According to a 2008 meta-analysis, the prevalence of the syndrome has increased over the past decades; however, this does not appear to be related to increased age of the mother at conception, as no increase was observed in the rates of other trisomies of sex chromosomes (XXX and XYY). The National Institutes of Health, however, state that older mothers might have a slightly increased risk.
The syndrome was named after Harry Klinefelter, who in 1942 worked with Fuller Albright and E. C. Reifenstein at Massachusetts General Hospital in Boston, Massachusetts, and first described it in the same year. The account given by Klinefelter came to be known as Klinefelter syndrome as his name appeared first on the published paper, and seminiferous tubule dysgenesis was no longer used. Considering the names of all three researchers, it is sometimes also called Klinefelter-Reifenstein-Albright syndrome.
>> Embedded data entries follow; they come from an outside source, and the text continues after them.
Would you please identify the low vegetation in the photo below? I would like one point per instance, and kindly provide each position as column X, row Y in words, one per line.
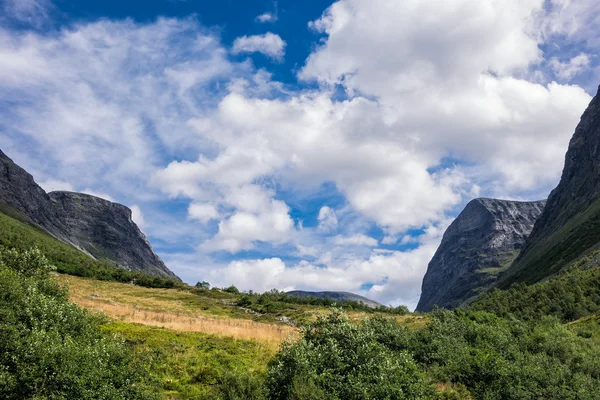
column 50, row 348
column 572, row 294
column 19, row 232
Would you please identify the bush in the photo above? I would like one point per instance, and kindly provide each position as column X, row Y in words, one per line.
column 50, row 348
column 231, row 289
column 338, row 360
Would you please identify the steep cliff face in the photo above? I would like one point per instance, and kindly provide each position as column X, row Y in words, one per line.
column 106, row 231
column 570, row 225
column 479, row 244
column 337, row 296
column 19, row 191
column 95, row 226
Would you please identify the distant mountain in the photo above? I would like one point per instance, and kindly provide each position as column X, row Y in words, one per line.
column 480, row 243
column 98, row 227
column 337, row 296
column 569, row 227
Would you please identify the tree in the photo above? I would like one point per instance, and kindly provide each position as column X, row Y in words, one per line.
column 203, row 285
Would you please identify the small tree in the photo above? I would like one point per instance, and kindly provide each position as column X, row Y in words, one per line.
column 203, row 285
column 232, row 289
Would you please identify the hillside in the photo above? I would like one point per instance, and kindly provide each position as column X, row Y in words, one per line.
column 476, row 248
column 100, row 228
column 337, row 296
column 570, row 224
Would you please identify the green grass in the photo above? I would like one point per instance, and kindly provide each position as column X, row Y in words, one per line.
column 192, row 365
column 571, row 294
column 580, row 235
column 19, row 232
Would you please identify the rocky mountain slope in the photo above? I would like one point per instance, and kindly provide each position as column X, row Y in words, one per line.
column 480, row 243
column 570, row 224
column 338, row 296
column 98, row 227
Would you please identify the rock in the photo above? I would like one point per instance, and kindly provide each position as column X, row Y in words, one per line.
column 286, row 320
column 337, row 296
column 98, row 227
column 106, row 231
column 479, row 244
column 568, row 227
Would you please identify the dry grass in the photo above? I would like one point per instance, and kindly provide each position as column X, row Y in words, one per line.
column 167, row 308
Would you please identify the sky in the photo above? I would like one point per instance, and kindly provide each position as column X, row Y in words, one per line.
column 312, row 145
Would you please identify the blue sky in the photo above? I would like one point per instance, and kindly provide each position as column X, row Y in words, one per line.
column 310, row 145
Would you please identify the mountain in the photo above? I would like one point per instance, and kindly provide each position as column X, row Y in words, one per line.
column 337, row 296
column 480, row 243
column 569, row 227
column 97, row 227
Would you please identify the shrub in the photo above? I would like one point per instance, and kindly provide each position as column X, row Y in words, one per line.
column 50, row 348
column 338, row 360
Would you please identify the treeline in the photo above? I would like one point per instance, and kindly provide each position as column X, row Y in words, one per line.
column 275, row 300
column 570, row 295
column 52, row 349
column 68, row 260
column 457, row 355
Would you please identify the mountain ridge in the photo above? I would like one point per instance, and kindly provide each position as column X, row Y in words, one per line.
column 100, row 228
column 476, row 248
column 569, row 227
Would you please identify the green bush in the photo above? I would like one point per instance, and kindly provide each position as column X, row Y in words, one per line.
column 50, row 348
column 336, row 359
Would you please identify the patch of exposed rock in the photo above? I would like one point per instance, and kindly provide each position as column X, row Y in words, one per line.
column 480, row 243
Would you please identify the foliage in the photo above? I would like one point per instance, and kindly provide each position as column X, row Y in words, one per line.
column 568, row 296
column 50, row 348
column 16, row 231
column 203, row 285
column 231, row 289
column 194, row 365
column 336, row 359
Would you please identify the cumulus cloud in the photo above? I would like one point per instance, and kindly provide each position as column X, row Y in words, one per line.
column 52, row 185
column 568, row 69
column 268, row 44
column 440, row 104
column 355, row 240
column 32, row 12
column 203, row 212
column 327, row 219
column 266, row 17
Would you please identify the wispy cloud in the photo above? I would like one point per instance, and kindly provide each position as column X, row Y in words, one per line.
column 269, row 44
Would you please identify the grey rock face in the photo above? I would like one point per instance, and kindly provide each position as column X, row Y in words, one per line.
column 95, row 226
column 19, row 191
column 337, row 296
column 568, row 227
column 106, row 231
column 480, row 243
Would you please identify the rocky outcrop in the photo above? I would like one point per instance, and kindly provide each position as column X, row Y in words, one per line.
column 106, row 231
column 337, row 296
column 98, row 227
column 480, row 243
column 19, row 191
column 570, row 224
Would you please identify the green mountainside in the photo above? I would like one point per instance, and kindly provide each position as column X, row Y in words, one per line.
column 569, row 226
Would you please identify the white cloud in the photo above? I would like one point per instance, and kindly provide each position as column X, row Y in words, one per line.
column 138, row 216
column 269, row 44
column 52, row 185
column 99, row 194
column 32, row 12
column 442, row 103
column 266, row 17
column 567, row 70
column 203, row 212
column 327, row 219
column 355, row 240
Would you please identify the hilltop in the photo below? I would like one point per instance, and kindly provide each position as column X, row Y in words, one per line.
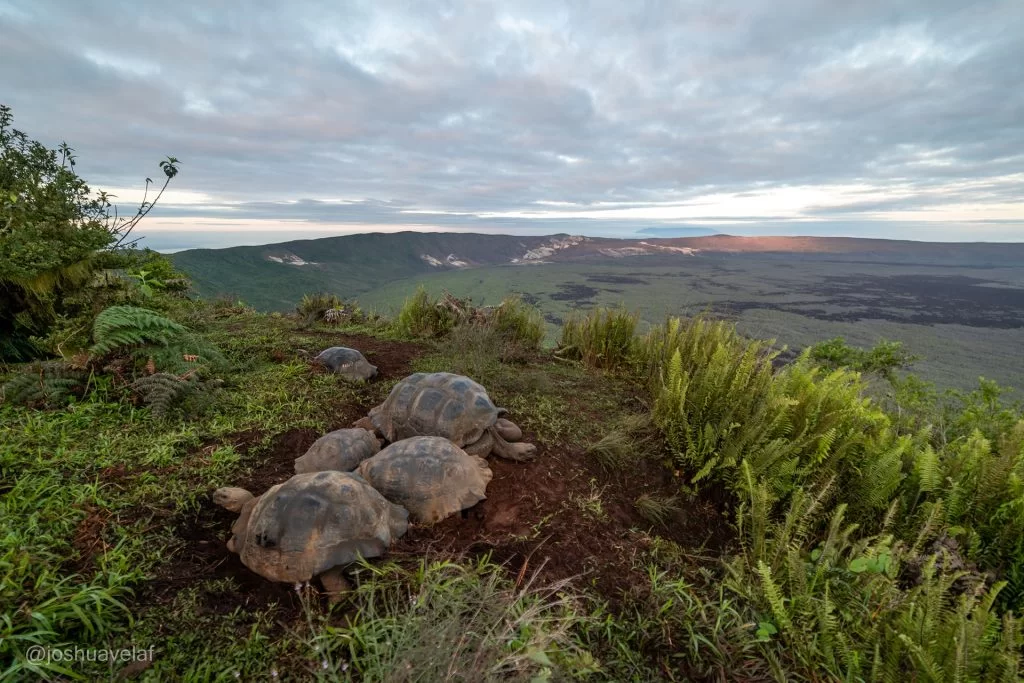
column 271, row 276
In 1956 it was discovered that Klinefelter syndrome resulted from an extra chromosome. Plunkett and Barr found the sex chromatin body in cell nuclei of the body. This was further clarified as XXY in 1959 by Patricia Jacobs and John Anderson Strong.
The first published report of a man with a 47,XXY karyotype was by Patricia Jacobs and John Strong at Western General Hospital in Edinburgh, Scotland, in 1959. This karyotype was found in a 24-year-old man who had signs of KS. Jacobs described her discovery of this first reported human or mammalian chromosome aneuploidy in her 1981 William Allan Memorial Award address.
Klinefelter syndrome can also occur in other animals. In cats it can result in a male tortoiseshell and calico cat (patches of different colored fur), a pattern that is usually only seen in female cats.